Alors que ses collègues africains bataillaient ferme dans les années 1970-1980 pour savoir ce qu’était et devait être la philosophie africaine, Souleymane Bachir Diagne choisit, lui, de ne pas s’enfermer dans une identité imposée et s’intéresse à l’algèbre. Il y consacre sa thèse avant de créer un séminaire spécifique à l’université de Dakar où, « excellent pédagogue, toujours disponible et très aimable avec ses étudiants et ses collègues », précise l’actuel directeur de l’Institut d’études africaines de Columbia, Mamadou Diouf, il enseigne pendant près de vingt ans. « J’ai formé toute une génération de logiciens et j’ai créé une sorte d’école à Dakar. Mais il est vrai que lorsque l’on est sur le continent, on ne peut pas être sourd au débat sur la philosophie africaine », reconnaît-il.
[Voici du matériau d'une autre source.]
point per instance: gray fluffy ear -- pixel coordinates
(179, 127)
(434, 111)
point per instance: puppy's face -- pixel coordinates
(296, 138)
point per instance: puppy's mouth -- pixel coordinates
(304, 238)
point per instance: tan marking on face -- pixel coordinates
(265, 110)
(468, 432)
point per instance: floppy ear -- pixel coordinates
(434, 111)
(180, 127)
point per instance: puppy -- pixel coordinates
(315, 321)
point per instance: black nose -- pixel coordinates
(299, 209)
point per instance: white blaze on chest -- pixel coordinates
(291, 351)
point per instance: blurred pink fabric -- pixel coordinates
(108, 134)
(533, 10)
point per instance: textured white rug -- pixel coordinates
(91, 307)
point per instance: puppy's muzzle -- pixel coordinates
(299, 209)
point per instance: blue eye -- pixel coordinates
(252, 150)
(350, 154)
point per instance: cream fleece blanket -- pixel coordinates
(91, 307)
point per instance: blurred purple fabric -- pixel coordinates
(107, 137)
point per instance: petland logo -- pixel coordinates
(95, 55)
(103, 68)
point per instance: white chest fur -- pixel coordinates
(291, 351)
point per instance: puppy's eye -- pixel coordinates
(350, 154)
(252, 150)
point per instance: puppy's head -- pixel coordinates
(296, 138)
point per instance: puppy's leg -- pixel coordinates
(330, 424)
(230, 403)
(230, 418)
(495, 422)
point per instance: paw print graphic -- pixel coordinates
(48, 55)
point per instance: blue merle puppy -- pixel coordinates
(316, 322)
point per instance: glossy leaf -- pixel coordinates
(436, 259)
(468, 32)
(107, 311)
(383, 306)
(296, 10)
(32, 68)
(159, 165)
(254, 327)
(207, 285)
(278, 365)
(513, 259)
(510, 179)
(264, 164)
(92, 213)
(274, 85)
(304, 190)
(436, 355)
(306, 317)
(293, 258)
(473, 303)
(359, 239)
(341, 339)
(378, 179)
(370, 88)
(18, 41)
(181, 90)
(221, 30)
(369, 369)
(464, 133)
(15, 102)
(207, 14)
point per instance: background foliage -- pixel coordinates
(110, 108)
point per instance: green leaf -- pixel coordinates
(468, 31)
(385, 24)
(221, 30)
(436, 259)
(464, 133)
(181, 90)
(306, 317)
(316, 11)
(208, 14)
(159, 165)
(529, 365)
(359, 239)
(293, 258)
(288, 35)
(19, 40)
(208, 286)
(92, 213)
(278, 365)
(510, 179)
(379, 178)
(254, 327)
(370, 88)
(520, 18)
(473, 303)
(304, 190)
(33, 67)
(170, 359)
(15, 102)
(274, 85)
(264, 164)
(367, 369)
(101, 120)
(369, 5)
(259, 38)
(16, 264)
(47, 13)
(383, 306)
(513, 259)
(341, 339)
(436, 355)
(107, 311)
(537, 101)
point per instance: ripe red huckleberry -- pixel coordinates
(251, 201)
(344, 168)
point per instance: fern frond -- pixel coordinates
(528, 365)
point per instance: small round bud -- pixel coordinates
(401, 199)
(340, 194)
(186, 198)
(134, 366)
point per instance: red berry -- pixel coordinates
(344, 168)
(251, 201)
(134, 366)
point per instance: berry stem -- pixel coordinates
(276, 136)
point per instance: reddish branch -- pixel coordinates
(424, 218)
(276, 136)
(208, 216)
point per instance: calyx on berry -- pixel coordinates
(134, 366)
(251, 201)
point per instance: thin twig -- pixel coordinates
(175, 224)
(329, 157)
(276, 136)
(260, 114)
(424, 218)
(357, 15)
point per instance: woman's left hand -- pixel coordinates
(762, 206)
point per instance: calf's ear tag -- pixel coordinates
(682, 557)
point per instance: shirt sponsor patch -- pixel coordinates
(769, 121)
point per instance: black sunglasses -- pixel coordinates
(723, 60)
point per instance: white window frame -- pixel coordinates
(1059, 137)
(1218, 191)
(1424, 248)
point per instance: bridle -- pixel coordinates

Philosophe de la rencontre, Diagne va y participer d’une manière inattendue. « Dans les années 1980, après la révolution iranienne, nous avons vu arriver des filles voilées sur le campus. Il était primordial que nous, enseignants, rappelions qu’il existe une tradition de libre-pensée dans l’islam. Mais aucun de nous n’était formé pour cela. » Souleymane Bachir Diagne se rappelle alors les enseignements de son père. « Je suis issu d’une famille de lettrés musulmans de Saint-Louis, qui a été un centre d’études religieuses important. Enfant, j’ai grandi parmi les livres, et mon père, fonctionnaire des postes, était aussi théologien. Il m’a mis à l’école coranique, mais aussi à l’école catholique, puis publique. M’intéresser à l’islam, c’était renouer avec mon héritage et rappeler aux voix fondamentalistes qu’il existe une tradition des Lumières dans l’islam. » Diagne s’intéresse à la rencontre de l’islam et de l’Afrique, mais aussi à celle de l’islam et de la pensée grecque et hellénistique sur le continent. Un moment déterminant qui a fait de l’arabe une langue philosophique. Il consacre un ouvrage à l’un des pères du Pakistan, Islam et Société ouverte. La fidélité et le mouvement dans la pensée de Muhammad Iqbal.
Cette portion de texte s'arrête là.